According to ChatGPT, malware is often deployed using DO because it’s cheap and easy, so this might be part of the reason at least.

I realized the problem a little late because I had been using the guest network, rather than the main network (I use my personal laptop mostly which can’t access the main network).

The browser was displaying a “connection reset” message rather than a block message, so it took me some researching to find out what was happening.

At first I thought it was just because my domain was so new, but now it’s been almost a year, so I don’t think it’s time-based. It sounds like SEO-type things would help get my IP off the suspicious list, but I’m not sure what exactly I can change on my site. It might be that I need to have legitimate sources point to my site, which could be a challenge.

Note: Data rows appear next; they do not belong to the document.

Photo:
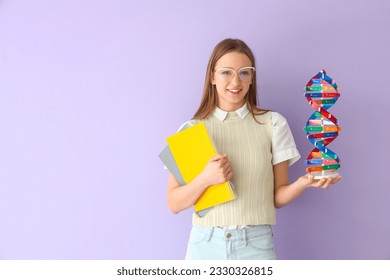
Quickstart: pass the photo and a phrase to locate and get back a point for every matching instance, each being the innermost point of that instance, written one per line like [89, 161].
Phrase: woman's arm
[284, 192]
[217, 171]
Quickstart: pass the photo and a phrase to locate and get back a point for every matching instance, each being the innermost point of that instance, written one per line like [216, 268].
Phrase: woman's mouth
[234, 91]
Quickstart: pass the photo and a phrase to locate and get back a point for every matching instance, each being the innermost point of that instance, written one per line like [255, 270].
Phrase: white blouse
[283, 144]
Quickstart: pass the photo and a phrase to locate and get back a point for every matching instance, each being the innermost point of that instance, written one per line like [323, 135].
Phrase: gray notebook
[167, 158]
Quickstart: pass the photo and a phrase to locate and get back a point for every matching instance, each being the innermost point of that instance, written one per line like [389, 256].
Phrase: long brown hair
[210, 99]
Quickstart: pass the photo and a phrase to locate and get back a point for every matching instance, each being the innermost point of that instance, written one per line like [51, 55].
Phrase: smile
[234, 91]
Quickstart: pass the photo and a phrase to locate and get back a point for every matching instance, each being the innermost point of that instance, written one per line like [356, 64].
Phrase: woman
[258, 147]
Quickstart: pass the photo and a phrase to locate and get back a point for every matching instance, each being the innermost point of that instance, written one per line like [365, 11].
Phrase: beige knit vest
[248, 146]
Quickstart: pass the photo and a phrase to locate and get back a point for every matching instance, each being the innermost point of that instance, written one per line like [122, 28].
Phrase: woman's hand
[217, 171]
[324, 183]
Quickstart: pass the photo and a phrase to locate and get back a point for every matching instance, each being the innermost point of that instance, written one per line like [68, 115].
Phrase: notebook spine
[230, 184]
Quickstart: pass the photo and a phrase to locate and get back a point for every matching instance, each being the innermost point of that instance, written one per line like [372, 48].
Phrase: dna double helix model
[322, 127]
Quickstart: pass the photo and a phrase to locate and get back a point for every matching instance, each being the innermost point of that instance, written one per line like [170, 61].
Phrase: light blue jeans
[214, 243]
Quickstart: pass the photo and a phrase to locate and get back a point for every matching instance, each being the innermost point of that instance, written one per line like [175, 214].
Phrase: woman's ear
[212, 79]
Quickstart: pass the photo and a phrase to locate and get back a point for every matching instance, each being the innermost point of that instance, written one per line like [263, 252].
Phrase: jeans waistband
[230, 234]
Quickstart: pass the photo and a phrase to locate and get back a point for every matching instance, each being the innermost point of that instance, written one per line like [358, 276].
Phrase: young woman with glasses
[258, 147]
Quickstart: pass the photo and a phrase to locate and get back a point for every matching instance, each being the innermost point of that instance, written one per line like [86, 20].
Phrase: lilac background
[90, 89]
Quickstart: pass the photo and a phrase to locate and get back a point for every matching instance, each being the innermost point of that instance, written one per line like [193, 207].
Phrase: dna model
[322, 127]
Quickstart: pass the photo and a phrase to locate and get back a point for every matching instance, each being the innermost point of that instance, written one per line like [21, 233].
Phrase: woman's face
[232, 77]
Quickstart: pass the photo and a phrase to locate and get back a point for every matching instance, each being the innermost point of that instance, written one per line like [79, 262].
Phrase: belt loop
[245, 237]
[210, 234]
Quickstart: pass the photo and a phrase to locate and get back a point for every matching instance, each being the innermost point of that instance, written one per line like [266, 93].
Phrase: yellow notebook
[192, 148]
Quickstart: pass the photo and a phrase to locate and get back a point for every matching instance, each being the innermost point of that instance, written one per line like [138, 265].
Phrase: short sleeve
[283, 144]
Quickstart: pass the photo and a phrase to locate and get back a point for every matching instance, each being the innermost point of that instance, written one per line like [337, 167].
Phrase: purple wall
[90, 89]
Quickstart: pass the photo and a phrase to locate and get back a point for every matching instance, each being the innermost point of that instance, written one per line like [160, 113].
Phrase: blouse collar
[221, 114]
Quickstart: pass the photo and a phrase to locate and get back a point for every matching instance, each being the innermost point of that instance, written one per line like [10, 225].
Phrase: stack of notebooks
[186, 156]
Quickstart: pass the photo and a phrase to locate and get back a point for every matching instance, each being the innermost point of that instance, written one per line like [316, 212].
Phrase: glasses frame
[237, 72]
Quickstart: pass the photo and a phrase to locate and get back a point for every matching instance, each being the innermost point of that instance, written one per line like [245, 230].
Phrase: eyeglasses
[226, 74]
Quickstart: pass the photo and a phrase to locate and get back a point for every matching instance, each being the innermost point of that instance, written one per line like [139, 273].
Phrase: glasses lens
[246, 74]
[225, 74]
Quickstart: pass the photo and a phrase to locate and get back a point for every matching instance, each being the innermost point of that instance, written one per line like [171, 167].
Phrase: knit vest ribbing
[248, 146]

I’m considering switching hosts as well. I think I’ll run a little experiment to see if AWS, Google or Azure IPs are marked suspicious. If not, depending on the price, I might switch.

When I was at Phillip O. Berry I just had my students switch to the guest network so they could access the site. But that solution stopped working soon after I moved to Charlotte Engineering Early College. Just weeks into the school year, the University shut down the CMS Guest Network due to conflicts with their networks. Overnight, my students had no way to get to my course website. I had to access through a VPN and then transfer info to Canvas. It wasn’t super labor intensive, but just like those little dinosaurs that swarmed the hapless man in Jurassic Park, the little things add up to give you big problems. Also, it just wasn’t as pretty or convenient on Canvas as it was in my site (imho).

But as a temporary (and quite hacky) workaround, I have a script to run on my Droplet that pushes the current course’s site to a separate GitHub repo, which has a GitHub pages site set up. I’m hesitant to automate something so hacky but it is a pain having to do this every day, even if it only takes 5 minutes to ssh in and run the script.

I’ve learned something new every day I’ve worked on this project, and though it’s frustrating at times, there’s absolutely no better way to learn than to try and solve real-world problems. Also, it’s fun to build things, even when you fail and it all blows up in your face!